I adore my MIL (and FIL) and don't have any different 'rules' for them vs my own DM.

We end up seeing a fair bit more of MIL because we live near her whereas my DM lives 200 miles away.

wheresmymojo · 23/07/2020 16:09

@Pumi23

I also think it might be due to boy’s not being so “loving” (sorry not the best word, I’m not making this clearer as English is my 3rd language lol). my husband needs to be reminded when his family birthdays are coming up whereas I remember everyone’s birthdays.
My DH is very family orientated. He never needs to be reminded about birthdays (which is lucky because I wouldn't remind him). He does all the card and present buying for his side as I do for mine as it should be.

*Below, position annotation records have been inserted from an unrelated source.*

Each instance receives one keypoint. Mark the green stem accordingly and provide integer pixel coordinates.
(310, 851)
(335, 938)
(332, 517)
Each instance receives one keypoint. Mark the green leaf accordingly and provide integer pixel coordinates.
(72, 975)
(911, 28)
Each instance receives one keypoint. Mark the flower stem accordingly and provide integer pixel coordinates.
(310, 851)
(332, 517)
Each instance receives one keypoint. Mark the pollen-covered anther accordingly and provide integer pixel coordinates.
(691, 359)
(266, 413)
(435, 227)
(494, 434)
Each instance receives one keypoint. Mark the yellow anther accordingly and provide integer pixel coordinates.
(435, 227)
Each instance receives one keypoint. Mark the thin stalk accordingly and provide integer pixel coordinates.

DH also often drops over to see his parents, sometimes with me, sometimes without and quite often because we need to borrow something (my PILs have everything!).

TBH DH and his family have a really wonderful family relationship which I value as having come from a dysfunctional family full of narcissists (my own DM is the only one who isn't one) being able to see normal, functional family relationships in action is good for me.

KOKOagainandagain · 23/07/2020 16:15

My MIL has always been a stranger to me. Her relationships with her own DC never mind partners were always controlled by her DH so she came across as absent and/or disapproving.

My mum was my mum. She wasn't perfect but I knew her and was comfortable to be needy and vulnerable without fearing judgement - very important following childbirth.

To give to them equally would have been unfair because they did not give equally.

But there is gendered inequality in the amount of care that daughters (and sons in law) are expected to give in relation to sons (and daughters in law).

My brother and his wife absented themselves from personal care because they felt uncomfortable but expected me and my husband to help mum to a commode, clean her etc. For some reason my brother thought mum would be less comfortable with him helping with personal care than my husband.

Frlrlrubert · 23/07/2020 16:19

I have an occasionally strained relationship with my DM (she is better then she was), she needs strong boundaries setting.

My MIL in the other hand is a marvellous woman. So supportive, doesn't judge, follows the parents lead with the grandkids.

MIL is also younger, and lives closer, so that does have an effect.

My MIL was at DDs birth, my parents came 2 days later and I had them stay in a hotel because I didn't feel comfortable with the staying in our small house.

MIL babysat for the evening when DD was 3 months, my parents only had DD unsupervised at three years.

MIL (and FIL) had DD for four days and nights last year (at 3) while we had a long weekend away. We're thinking about my parents having her overnight soon, maybe.

For us it's about the fact that my parents don't follow instructions or listen to us, so we've waited until DD can speak for herself, I'm not sure I'd have any of them live with me, but I'd pick MIL if I had to!